There is plenty of evidence for this in the New Testament. In Jn 14:2 Jesus tells his disciples he's off to prepare a room for them in his Father's house. Jesus also promises the bandit/revolutionary that he would be with Jesus in paradise that very day. Likewise, Paul wants to depart and be with Christ (Phil 1:23). I take this (despite my commitment to dynamical monism rather than any form of soul dualism) the recognition of a conscious state after death. However, the Greek word in Jn 14 translated as room means stopping place, like an inn room rather than a permanent residence! This should hint that while 'going to heaven when you die' is important, it is not the end of the world (with thanks to NT Wright).
So life after death is important and real to a Christian, but not as a rescue from this world as if it could be cast off. There is life after, life after death, which is resurrection from the dead. Paul speaks about this at length in 1 Corinthians 15. Note that at the end of this re-affirmation of a new physical existence, a new kind of body, one unlike the flesh we have now (i.e. the impermanent body), there is no call to wait for heaven or sit back and enjoy or be unengaged in the world. There is an encouragement that 'Always give yourselves fully to the work of the Lord, because you know that your labor in the Lord is not in vain.'
Now one could interpret this as meaning evangelism only, but this would be a return to dualism. Certainly it includes it, but the Great Commission says make disciples, which is a life long venture and not a matter of just 'saving souls'. More than that, the number of injunctions to care for the poor, to work with our hands, to do good to all, etc means that there is more to life now than just the 'spiritual' acts of prayer, bible study and evangelism (though not less than these things). And the present is shaped by the future (the resurrection).
Hence, we should not just look for life after death or life after, life after death, but also life before death. Jesus promised us life to the full or in abundance (Jn 10:10). This includes a new family, houses and fields, as well as persecutions in this age (Mk 10:30).
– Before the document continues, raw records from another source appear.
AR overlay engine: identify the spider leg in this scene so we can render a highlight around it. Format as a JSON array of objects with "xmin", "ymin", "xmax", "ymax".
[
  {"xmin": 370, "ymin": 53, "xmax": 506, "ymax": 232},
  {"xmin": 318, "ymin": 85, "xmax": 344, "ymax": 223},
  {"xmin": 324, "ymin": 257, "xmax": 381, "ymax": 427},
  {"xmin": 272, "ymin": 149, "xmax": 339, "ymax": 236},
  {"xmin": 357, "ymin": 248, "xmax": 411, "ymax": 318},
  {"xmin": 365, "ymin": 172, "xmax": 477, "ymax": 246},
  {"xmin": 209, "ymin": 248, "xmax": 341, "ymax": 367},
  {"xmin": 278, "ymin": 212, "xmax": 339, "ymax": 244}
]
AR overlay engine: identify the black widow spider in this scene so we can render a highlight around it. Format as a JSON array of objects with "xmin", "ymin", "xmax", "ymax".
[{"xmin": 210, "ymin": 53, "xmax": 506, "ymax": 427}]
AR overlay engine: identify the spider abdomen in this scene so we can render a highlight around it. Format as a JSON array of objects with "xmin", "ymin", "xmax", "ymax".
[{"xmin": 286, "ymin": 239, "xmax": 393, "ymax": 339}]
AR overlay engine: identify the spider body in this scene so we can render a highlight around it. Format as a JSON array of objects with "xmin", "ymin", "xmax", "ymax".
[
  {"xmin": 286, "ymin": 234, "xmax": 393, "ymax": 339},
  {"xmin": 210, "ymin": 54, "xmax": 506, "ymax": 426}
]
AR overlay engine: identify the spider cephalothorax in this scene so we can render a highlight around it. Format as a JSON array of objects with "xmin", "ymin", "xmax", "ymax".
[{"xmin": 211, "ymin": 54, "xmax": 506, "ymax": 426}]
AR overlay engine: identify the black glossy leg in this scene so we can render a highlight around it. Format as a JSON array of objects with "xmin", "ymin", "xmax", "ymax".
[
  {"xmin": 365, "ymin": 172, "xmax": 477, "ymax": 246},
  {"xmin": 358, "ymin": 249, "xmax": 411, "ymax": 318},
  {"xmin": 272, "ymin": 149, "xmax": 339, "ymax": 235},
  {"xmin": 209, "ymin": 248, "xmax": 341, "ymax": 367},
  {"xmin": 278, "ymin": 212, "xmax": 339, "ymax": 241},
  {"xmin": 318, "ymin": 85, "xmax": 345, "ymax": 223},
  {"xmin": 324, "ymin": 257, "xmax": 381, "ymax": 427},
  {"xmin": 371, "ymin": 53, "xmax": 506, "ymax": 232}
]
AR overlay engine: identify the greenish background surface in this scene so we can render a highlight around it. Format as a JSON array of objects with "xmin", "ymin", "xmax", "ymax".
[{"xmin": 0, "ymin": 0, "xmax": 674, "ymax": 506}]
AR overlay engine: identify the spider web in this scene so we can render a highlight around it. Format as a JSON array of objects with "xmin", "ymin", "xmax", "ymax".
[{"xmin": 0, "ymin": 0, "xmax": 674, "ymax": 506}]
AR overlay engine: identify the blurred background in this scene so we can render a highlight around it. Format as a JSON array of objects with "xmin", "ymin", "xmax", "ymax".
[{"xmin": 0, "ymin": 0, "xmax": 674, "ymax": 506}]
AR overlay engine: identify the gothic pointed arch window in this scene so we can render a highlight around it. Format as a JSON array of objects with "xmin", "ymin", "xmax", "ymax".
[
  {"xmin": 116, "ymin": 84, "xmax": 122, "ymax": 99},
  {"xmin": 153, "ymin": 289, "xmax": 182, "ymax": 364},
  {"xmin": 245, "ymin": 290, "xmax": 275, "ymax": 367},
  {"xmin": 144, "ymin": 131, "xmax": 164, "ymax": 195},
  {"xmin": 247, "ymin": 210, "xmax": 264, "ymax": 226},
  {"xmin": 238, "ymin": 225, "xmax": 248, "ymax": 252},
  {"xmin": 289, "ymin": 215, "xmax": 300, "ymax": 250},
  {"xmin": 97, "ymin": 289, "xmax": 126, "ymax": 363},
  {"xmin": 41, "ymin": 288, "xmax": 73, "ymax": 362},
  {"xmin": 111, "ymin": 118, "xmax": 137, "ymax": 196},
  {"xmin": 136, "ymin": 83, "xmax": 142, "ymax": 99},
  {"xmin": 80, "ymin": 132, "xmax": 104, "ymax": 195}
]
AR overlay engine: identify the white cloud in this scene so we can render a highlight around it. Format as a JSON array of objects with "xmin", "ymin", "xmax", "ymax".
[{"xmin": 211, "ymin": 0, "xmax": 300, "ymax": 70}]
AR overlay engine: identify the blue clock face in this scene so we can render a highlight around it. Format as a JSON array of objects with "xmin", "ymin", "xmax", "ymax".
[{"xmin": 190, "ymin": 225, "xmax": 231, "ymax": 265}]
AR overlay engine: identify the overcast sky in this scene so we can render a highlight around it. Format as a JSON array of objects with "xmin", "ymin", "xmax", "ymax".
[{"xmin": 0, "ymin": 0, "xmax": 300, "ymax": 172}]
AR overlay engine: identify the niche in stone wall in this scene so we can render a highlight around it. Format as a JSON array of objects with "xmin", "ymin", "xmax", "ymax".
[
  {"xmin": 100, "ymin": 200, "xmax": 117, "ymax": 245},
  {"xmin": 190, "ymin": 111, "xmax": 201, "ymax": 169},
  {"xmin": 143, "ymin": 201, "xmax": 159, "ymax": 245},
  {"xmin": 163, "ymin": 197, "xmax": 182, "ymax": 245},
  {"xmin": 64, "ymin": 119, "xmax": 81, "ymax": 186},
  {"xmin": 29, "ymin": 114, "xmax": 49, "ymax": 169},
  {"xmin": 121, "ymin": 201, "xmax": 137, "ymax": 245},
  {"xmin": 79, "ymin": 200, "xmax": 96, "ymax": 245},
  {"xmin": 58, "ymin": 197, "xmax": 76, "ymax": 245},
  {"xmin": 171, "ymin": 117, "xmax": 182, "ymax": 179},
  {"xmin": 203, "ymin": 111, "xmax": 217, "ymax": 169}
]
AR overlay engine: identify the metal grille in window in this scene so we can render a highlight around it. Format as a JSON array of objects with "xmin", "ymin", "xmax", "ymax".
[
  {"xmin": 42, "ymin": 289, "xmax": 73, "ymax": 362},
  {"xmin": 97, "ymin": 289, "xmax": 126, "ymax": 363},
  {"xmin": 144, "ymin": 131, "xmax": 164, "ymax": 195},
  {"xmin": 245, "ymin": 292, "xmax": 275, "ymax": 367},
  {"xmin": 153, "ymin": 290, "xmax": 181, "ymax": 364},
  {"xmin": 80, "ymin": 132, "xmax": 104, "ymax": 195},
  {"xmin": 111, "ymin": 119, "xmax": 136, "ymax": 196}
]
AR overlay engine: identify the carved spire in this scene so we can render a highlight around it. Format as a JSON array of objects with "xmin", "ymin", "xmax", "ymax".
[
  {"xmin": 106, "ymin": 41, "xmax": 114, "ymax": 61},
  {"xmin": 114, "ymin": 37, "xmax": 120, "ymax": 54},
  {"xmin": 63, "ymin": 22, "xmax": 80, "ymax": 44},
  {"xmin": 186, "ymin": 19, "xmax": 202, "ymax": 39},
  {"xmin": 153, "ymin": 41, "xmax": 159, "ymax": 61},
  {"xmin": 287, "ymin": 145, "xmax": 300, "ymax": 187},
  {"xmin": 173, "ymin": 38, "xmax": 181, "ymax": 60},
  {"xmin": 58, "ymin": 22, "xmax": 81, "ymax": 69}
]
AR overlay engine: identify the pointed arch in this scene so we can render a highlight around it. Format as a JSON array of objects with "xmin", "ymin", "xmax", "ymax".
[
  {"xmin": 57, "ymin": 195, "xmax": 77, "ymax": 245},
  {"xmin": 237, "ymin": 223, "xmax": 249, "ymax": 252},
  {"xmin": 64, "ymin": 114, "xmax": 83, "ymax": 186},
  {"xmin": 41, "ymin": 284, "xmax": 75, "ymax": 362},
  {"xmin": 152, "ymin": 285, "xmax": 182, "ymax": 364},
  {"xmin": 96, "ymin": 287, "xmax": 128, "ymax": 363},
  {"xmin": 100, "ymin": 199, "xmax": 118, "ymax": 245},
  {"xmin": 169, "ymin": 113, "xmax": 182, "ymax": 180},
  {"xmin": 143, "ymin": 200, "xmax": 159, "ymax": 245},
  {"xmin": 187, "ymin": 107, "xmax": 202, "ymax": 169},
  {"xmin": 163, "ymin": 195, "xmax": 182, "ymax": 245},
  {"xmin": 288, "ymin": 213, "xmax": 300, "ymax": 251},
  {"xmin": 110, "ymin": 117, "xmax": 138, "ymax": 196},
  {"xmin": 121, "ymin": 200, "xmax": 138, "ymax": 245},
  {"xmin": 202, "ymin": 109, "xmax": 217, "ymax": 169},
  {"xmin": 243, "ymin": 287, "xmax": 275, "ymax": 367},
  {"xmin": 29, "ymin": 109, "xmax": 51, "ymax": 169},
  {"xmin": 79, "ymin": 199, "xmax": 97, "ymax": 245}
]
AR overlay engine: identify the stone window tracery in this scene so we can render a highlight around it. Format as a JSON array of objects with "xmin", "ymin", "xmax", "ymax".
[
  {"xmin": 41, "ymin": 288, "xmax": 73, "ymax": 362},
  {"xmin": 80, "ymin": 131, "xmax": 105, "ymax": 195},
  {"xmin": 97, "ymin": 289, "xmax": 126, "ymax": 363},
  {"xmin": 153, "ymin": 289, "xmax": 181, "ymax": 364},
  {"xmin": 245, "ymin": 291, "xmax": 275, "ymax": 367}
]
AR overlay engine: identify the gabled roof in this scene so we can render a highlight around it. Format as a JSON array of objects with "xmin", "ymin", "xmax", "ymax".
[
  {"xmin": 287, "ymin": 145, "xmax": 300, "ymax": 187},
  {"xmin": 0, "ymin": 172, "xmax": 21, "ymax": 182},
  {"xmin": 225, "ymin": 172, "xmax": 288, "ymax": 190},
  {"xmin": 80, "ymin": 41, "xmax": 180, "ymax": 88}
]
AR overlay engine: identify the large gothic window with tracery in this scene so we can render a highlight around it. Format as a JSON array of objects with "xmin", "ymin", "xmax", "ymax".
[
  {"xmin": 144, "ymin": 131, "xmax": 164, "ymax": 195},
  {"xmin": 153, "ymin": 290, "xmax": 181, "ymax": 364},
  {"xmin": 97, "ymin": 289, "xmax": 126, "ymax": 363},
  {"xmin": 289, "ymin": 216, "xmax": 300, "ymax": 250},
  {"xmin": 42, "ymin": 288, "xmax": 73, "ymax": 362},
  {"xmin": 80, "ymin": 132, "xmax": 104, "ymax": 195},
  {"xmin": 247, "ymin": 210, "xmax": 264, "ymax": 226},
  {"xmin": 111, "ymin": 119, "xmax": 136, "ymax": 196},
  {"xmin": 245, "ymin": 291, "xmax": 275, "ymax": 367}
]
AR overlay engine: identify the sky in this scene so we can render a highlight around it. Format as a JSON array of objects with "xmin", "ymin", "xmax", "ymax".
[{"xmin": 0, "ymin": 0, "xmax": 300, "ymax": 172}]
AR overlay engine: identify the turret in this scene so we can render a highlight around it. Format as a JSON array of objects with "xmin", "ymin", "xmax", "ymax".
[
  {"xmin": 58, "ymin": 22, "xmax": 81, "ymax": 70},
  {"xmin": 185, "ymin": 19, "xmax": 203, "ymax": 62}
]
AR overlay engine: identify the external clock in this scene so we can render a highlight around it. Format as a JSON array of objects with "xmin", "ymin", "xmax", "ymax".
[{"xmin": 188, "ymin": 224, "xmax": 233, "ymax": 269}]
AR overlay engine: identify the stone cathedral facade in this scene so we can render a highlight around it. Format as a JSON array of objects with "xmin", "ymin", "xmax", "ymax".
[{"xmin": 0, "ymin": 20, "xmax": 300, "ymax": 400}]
But it also includes a new mission, not just the Great Commission but also acts of justice (being neighbour) to all nations.
This includes the non-human creation. Romans 8 talks about non-human life and how it groans for our adoption as Sons/children of God (both huios and tekna are used in the Greek). Our futures are tied together (life after, life after death). The birth pains suggests the ground giving up the dead, the and likely reason for this is the subjection to the frustration of being under human misrule. It isn't a big leap of logic to add up the following
1. we are told we will one day be totally sanctified, yet that to continue to sin now so that grace may abound is not to be countenanced.
2. nothing we do in the Lord is in vain. It is hard to justify this being only 'spiritual' activities
3. creation itself has a future and we and it groan for the same thing, the hope of our adoption as God's children which will mean the release of creation from bondage to decay
It is hard to deny that life before death includes caring for God's world: as worship, as justice (think climate change and the poor, oil spills and fishing communities, etc) and as allowing them to fulfill their own creation blessing to be fruitful and multiply (Gen 1:20-23).